El segundo relato aportado al icono Beckham por su matrimonio con Victoria Adams es el del favorito de las Musas: el Campeón se eleva sobre sus hazañas de fuerza y riqueza cuando, además, recibe la bendición del arte, de la belleza y del amor. Evidentemente, esas Musas no podían habitar en continentes restringidos –la música sinfónica, la literatura, etc.-, sino que su hogar por fuerza debía hallarse en terrenos accesibles a todos: la música pop más comercial. Por cierto que el matrimonio con Victoria Adams propició algo así como una conjunción de iconos: Beckham cobró notoriedad con ese enlace como la Adams, ya en la fase descendente de su carrera, alargó su presencia pública; de hecho, es la única Spice que ha conquistado presencia más allá de la farándula comercial. El hecho es que un Campeón favorecido por las Musas adquiere rasgos que le elevan sobre la condición de héroe guerrero y que lo convierten en algo muy superior. Así, Beckham.
Toda esta multiplicidad de relatos convierte a David Beckham en un soporte comunicacional extraordinario: su icono habla a los aficionados al fútbol, habla a las jóvenes, habla a los aficionados a la música, habla también a los padres de familia o a los aficionados a las historias románticas. Tales rasgos han sido fruto directo de la vida real de Beckham o han venido incorporados por la mercadotecnia, pero esa distinción es ya lo de menos en alguien que ha dejado ser persona para convertirse en icono. Y en tanto que tal icono, Beckham despliega su poderío en el marco de fuerzas que son constantes en el género humano: unos ciertos arquetipos, unas ciertas imágenes que el hombre reconoce como parte de lo más íntimo de sí.
Lo que vaya a pasar con el fenómeno Beckham en España es una incógnita. De momento, basta permanecer unos minutos en cualquier asamblea popular (en la panadería, en el bar, en la peluquería –también en las de señoras) para constatar que el Campeón ha sido aceptado.
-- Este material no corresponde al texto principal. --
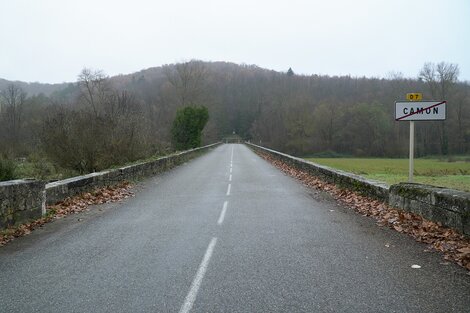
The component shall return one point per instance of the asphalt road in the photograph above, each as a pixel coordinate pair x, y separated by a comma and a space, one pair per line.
226, 232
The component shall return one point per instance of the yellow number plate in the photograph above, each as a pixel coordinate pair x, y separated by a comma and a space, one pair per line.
414, 96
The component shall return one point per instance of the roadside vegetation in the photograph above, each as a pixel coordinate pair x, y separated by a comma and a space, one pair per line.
451, 173
100, 122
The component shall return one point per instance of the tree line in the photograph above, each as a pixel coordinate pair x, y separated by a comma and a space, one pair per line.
101, 121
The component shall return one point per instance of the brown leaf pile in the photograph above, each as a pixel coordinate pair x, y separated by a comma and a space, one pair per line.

Ahora bien, con frecuencia los españoles, tradicionalmente, han tendido a comportarse con sus ídolos como ciertos pueblos primitivos con sus reyes: nunca cabe descartar el sacrificio cruento del monarca en caso de malas cosechas. Es posible, pues, que el héroe sea inmolado si no satisface las altas expectativas suscitadas. Esto, en todo caso, no afectará a Beckham ni a ese mito que lleva inscrito consigo: como ya hemos visto, uno de los rasgos fundamentales de estos iconos es su transterritorialidad, su ausencia de arraigo cultural y geográfico, su facultad de despertar adhesiones afectivas en cualquier parte de un mundo cada vez más homogéneo; lo mismo ejercen su influjo en Manchester que en Madrid, en Nueva York que en Nairobi, en Moscú que en Tokio, donde, por cierto, siempre hay mucho dinero dispuesto a circular y mucha gente dispuesta a ser movilizada, lo cual convierte al Japón (o a Corea, incluso a China) en un marco idóneo para el desarrollo de estos acontecimientos mediáticos.
El Campeón ya está entre nosotros. Es hora de tomar apuntes para completar el relato.